Temozolomide (TMZ; CAS number: 85622-93-1; molar mass: 194.15 g mol⁻¹; molecular formula: C₆H₆N₆O₂; Figure 1) is indicated in brain tumors such as glioblastoma and malignant glioma as an oral adjuvant chemotherapy agent [1,2,3]. TMZ is usually prescribed by practitioners because of its comparatively exceptional cytotoxic characteristics for cancer cells [4]. TMZ is a prodrug and its metabolite alkylates nucleophiles (i.e., DNA) and induces cell death [5]. The speedy hydrolysis and poor solubility of the drug contributes to a lower biological half-life, and its deficient biodistribution restricts the anticancer activity through ordinary remedial treatment and results in non-specificity with an increased dose and multiple dosing [6,7].

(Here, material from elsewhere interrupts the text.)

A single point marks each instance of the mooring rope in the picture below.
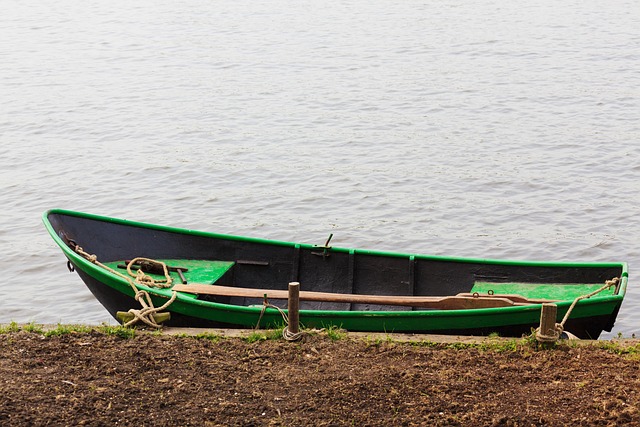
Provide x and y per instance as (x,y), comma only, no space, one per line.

Many approaches for the delivery of TMZ, including complexation [8], niosomes [6], solid lipid nanoparticles [9] lipid-based nanoparticles [1], nanomicelles [10], and chitosan engineered PAMAM dendrimers, [11] have previously been described for the augmentation of drug dissolution and bioavailability. The solubility of TMZ in H₂O (2–4 mg/mL) and ethanol (EtOH, 0.4–0.6 mg/mL) is reported elsewhere [12]; however, the solubility of TMZ in solvents such as Transcutol^® (TC), propylene glycol (PG), isopropyl alcohol (IPA), ethylene glycol (EG), polyethylene glycol-400 (PEG-400), 1-butanol (1-BuOH), dimethyl sulfoxide (DMSO), and ethyl acetate (EA) has not been described thus far.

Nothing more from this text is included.